El niño no era nada tímido. De hecho, parecía ansioso por explicar los acontecimientos.

—Estoy jugando a que soy Dios —dijo con una franqueza cautivadora—. Y mandé a Fergus y Janet al infierno. Es allá, en los arbustos. Y nunca más volverán a salir. Y arderán por los siglos de los siglos.

—¿Qué te parece? —dijo Wilson, admirado—. No está mal para un jovencito de nueve, ¿no crees? En el catecismo les parece una maravilla. Pero pasa a mi estudio.

El estudio era una habitación que sobresalía de la parte de atrás de la casa. Había sido diseñada como cocina trasera y lavandería, aunque Wilson había envuelto la caldera en muselina para artistas y cubierto el fregadero con tablas, de modo que ahora servía como mesa de trabajo.

—Acogedor, ¿no? —dijo, mientras empujaba hacia delante una de las dos sillas de mimbre—. Aquí me salgo a pensar cosas, ¿sabes? Es tranquilo. ¿Y qué has pensado de los muebles? ¿Quieres hacerlo a gran escala?

—No, en lo absoluto. Todo lo contrario. De hecho, no sé si la cantidad a nuestra disposición será suficiente. Verás, el cuarto desocupado mide tres metros por tres y medio, orientado hacia el oeste, y pensé que, si pudiéramos costearlo, se vería más alegre amueblado. Además, sería agradable poder tener un invitado; por ejemplo, nuestra tía, la señora Nixon. Pero ella está acostumbrada a que todo sea muy fino.

—¿Y cuánto quieren gastar?

—Bueno, pienso que con dificultad podríamos justificar gastar mucho más de diez libras. Con eso no alcanza, ¿no?

Wilson se levantó y cerró la puerta de la cocina trasera con un gesto imponente.

—Mira —dijo—, me alegra que antes que nada hayas venido conmigo. Ahora sólo dime a dónde tenías pensado ir.

—Bueno, había pensado ir a la calle Hampstead —respondió Darnell, titubeante.

—Eso pensé que dirías. Pero te pregunto, ¿de qué sirve ir a esas tiendas caras del West End? No te dan un mejor artículo por tu dinero. Sólo estás pagando por la moda.
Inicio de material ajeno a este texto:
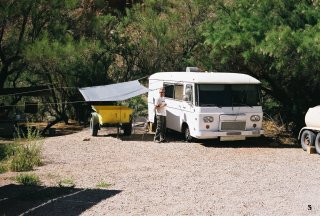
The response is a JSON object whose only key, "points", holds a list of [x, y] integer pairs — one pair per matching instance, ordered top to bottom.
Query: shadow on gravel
{"points": [[172, 136], [37, 200]]}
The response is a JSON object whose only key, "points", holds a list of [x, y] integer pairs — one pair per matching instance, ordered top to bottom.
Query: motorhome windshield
{"points": [[228, 95]]}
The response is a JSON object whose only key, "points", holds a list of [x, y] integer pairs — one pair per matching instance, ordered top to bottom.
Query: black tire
{"points": [[93, 128], [127, 129], [186, 133], [307, 139], [317, 143]]}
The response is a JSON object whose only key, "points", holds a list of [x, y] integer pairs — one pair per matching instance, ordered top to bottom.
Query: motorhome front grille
{"points": [[233, 125]]}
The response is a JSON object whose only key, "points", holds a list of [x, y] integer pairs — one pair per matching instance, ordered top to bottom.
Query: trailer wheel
{"points": [[93, 128], [127, 129], [186, 132], [307, 139], [317, 143]]}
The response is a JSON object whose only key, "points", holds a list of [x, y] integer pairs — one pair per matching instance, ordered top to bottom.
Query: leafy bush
{"points": [[27, 151], [3, 168], [28, 179], [67, 182], [103, 184]]}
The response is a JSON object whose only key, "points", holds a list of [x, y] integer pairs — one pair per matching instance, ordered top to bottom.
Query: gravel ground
{"points": [[174, 178]]}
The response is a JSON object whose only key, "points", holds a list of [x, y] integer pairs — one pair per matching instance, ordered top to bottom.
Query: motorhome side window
{"points": [[169, 90], [174, 91], [178, 92], [189, 93], [227, 95]]}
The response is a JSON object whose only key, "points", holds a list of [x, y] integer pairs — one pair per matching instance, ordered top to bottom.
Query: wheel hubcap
{"points": [[307, 140]]}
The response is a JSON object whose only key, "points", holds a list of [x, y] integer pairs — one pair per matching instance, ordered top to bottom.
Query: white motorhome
{"points": [[209, 105]]}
—He visto algunas cosas lindas en Samuel’s. En esas tiendas superiores los productos tienen un pulido brillante. Ahí fuimos cuando nos casamos.
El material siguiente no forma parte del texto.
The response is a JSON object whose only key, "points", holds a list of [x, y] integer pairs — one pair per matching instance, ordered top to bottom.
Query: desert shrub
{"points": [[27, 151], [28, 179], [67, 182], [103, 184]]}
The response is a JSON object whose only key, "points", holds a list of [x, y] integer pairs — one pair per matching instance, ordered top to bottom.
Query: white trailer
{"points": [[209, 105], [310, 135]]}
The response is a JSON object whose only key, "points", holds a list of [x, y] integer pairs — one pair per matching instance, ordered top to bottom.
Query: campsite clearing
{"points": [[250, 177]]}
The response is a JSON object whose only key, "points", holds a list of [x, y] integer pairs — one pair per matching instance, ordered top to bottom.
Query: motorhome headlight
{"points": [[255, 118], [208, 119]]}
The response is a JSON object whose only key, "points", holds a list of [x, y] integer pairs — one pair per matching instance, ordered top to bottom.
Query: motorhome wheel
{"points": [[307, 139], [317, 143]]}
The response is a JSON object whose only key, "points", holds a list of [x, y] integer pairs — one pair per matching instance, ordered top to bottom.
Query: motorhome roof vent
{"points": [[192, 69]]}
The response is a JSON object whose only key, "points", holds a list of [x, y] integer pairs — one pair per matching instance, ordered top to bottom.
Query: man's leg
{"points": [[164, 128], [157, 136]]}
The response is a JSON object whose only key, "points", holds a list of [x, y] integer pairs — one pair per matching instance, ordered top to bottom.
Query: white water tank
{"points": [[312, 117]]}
—Exacto, y pagaron diez por ciento más de lo que deberían haber pagado. Es tirar el dinero. ¿Y cuánto dijiste que quieres gastarte? Diez libras. Bueno, pues yo puedo decirte dónde conseguir una hermosa recámara, con los mejores acabados, por seis libras con diez. ¿Qué te parece? Con todo y porcelana, por cierto. Y un cuadro de alfombra, de colores brillantes, sólo te costará quince chelines y seis peniques. Mira, cualquier sábado en la tarde ve a Dick’s, en la calle Seven Sisters, menciona mi nombre y pregunta por el señor Johnston. La recámara es color cenizo; “isabelina”, le dicen. Seis libras con diez, incluyendo la porcelana, y uno de sus tapetes “Oriente”, de tres por tres, por quince con seis. Dick’s.